Optical Lock-in Amplifier

As part of a Laboratory Electronics class, my lab-mate and I had to design and build a lock-in amplifier which would measure a modulated LED light signal.  We had 3 lab sessions to work on it (3 hours each), and there's certainly some improvements that we're aware we could've made given more time, but we were pretty happy with our results.

A PDF of the schematic can be found here , and the corresponding LTSpice file can be found here.  We got a photo-current sensitivity of 400 pA, which was actually somewhat high compared to some other groups in the class, but we had about the second best range (ie how far we could separate the LED source and the photo-diode receiver and still see a SNR > 1) at 2 feet.
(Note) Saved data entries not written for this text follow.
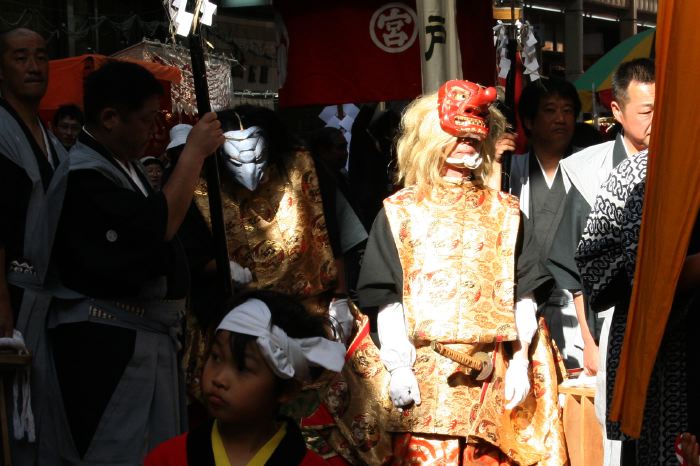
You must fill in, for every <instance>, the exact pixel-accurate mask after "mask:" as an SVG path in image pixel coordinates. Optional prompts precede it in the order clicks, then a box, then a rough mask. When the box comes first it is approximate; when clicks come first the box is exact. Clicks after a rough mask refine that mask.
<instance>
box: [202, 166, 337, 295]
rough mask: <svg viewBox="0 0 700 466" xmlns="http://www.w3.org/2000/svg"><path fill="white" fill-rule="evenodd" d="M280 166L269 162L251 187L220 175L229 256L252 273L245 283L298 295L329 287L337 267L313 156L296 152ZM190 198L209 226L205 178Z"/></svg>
mask: <svg viewBox="0 0 700 466" xmlns="http://www.w3.org/2000/svg"><path fill="white" fill-rule="evenodd" d="M285 166H286V173H280V171H279V170H277V168H276V167H275V166H270V167H268V168H267V171H266V173H265V176H264V177H263V180H262V181H261V183H260V185H259V186H258V188H257V189H256V190H255V191H254V192H251V191H248V190H247V189H246V188H244V187H242V186H240V185H238V184H235V183H233V182H232V181H229V180H228V178H227V177H226V176H223V177H222V183H221V195H222V203H223V206H224V223H225V226H226V235H227V242H228V250H229V257H230V258H231V259H232V260H235V261H236V262H238V263H239V264H240V265H242V266H243V267H248V268H249V269H250V271H251V272H252V273H253V281H252V282H251V283H249V284H248V285H247V287H248V288H251V289H274V290H276V291H279V292H282V293H287V294H290V295H293V296H296V297H298V298H301V299H303V298H309V297H312V296H316V295H318V294H320V293H322V292H324V291H328V290H331V289H332V288H333V287H334V286H335V282H336V277H337V271H336V268H335V260H334V257H333V251H332V249H331V245H330V240H329V238H328V231H327V230H326V219H325V217H324V215H323V201H322V200H321V191H320V189H319V185H318V177H317V176H316V169H315V167H314V163H313V160H312V159H311V156H310V155H309V154H308V153H307V152H297V153H296V154H295V155H294V156H290V157H288V158H287V159H286V165H285ZM195 202H196V204H197V207H199V211H200V212H201V213H202V215H203V216H204V219H205V220H206V222H207V224H208V225H210V227H211V218H210V214H209V200H208V197H207V190H206V183H205V182H204V181H201V182H200V184H199V186H198V188H197V189H196V190H195ZM326 309H327V308H326Z"/></svg>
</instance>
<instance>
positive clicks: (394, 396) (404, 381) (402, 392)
mask: <svg viewBox="0 0 700 466" xmlns="http://www.w3.org/2000/svg"><path fill="white" fill-rule="evenodd" d="M389 397H390V398H391V401H392V402H393V403H394V406H396V407H397V408H403V407H407V406H410V405H411V403H415V404H417V405H419V404H420V390H419V389H418V381H417V380H416V375H415V374H414V373H413V370H412V369H411V368H410V367H398V368H396V369H394V370H393V371H391V381H390V382H389Z"/></svg>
Here's a picture of the front-end.  The front-end stage was powered by batteries and housed in a metal box to reduce noise and interference.  The front-end consisted of a Hamamatsu silicon photo-diode, followed by two gain stages built with OP-27's.  The lock-in part of the circuit used the AD 630 Balanced Modulator IC, followed by a two-pole low-pass filter at 1 Hz.

We observed that we were picking up 120 Hz noise from the room lights on the back-end board (contained AD 630 circuit).  We weren't sure if this was due to the wiring on the board or the scope probe acting as an antenna (if we left the scope probe floating, we'd see the same noise we saw on our circuit output).  Some other things we could've improved on include: increasing second-stage gain, trying to filter the 120 Hz noise, adding DC gain after the lock-in low-pass filter, and experimenting with different op-amp (one with less bias current) and different photo-diode biasing schemes (possibly using a photo-transistor, although our photo-transistors in the lab had much smaller windows).  These improvements would likely increase our photo-current sensitivity to the 1 pA scale and increase our range as well.